I am working at the Pierre and Marie Curie University in Paris, at the LIP6 lab, in the MLIA team managed by Patrick Gallinari. Our team, supervised by Matthieu Cord, is focusing on Computer Vision research and is of course taking the deep learning turn. Here are some example of publications by our team:
- WILDCAT: Weakly Supervised Learning of Deep ConvNets for Image Classification, Pointwise Localization and Segmentation. T Durand, T Mordan, N Thome, M Cord. CVPR 2017.
- LR-CNN for Fine-grained Classification with Varying Resolution., M Chevalier, N Thome, M Cord, J Fournier, G Henaff, E Dusch. ICIP 2015.

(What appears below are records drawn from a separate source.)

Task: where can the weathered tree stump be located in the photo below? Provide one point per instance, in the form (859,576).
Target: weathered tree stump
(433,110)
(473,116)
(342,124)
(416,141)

- Recipe Recognition with Large Multimodal Food Dataset. X Wang, D Kumar, N Thome, M Cord, F Precioso ICMEW 2015.
- MANTRA: Minimum Maximum Latent Structural SVM for Image Classification and Ranking. T Durand, N Thome, M Cord. ICCV 2015.
- Sequentially Generated Instance-Dependent Image Representations for Classification. G Dulac-Arnold, L Denoyer, N Thome, M Cord, P Gallinari. ICLR 2014.
- Fantope Regularization in Metric Learning. MT Law, N Thome, M Cord. CVPR 2014.
- Learning deep hierarchical visual feature coding. H Goh, N Thome, M Cord, JH Lim. TNNLS 2014.
- Top-Down Regularization of Deep Belief Networks. H Goh, N Thome, M Cord, JH Lim. NIPS 2013.
- Pooling in image representation: The visual codeword point of view. S Avila, N Thome, M Cord, E Valle, ADA Araújo. CVIU 2013.
- Quadruplet-wise Image Similarity Learning. M Law, N Thome, M Cord. ICCV 2013.
- Unsupervised and Supervised Visual Codes with Restricted Boltzmann Machines. H Goh, N Thome, M Cord, JH Lim. ECCV 2012.
My research interests are broad and goes from supervised deep learning for image classification to semantic representation learning for text and images and deep recurrent neural networks.
Currently, I am working on developing new architecture of convolutional neural networks for image classification using semi-supervised learning, and for this matter I have a particular interest on generative models of images (VAEs, GANs, etc.).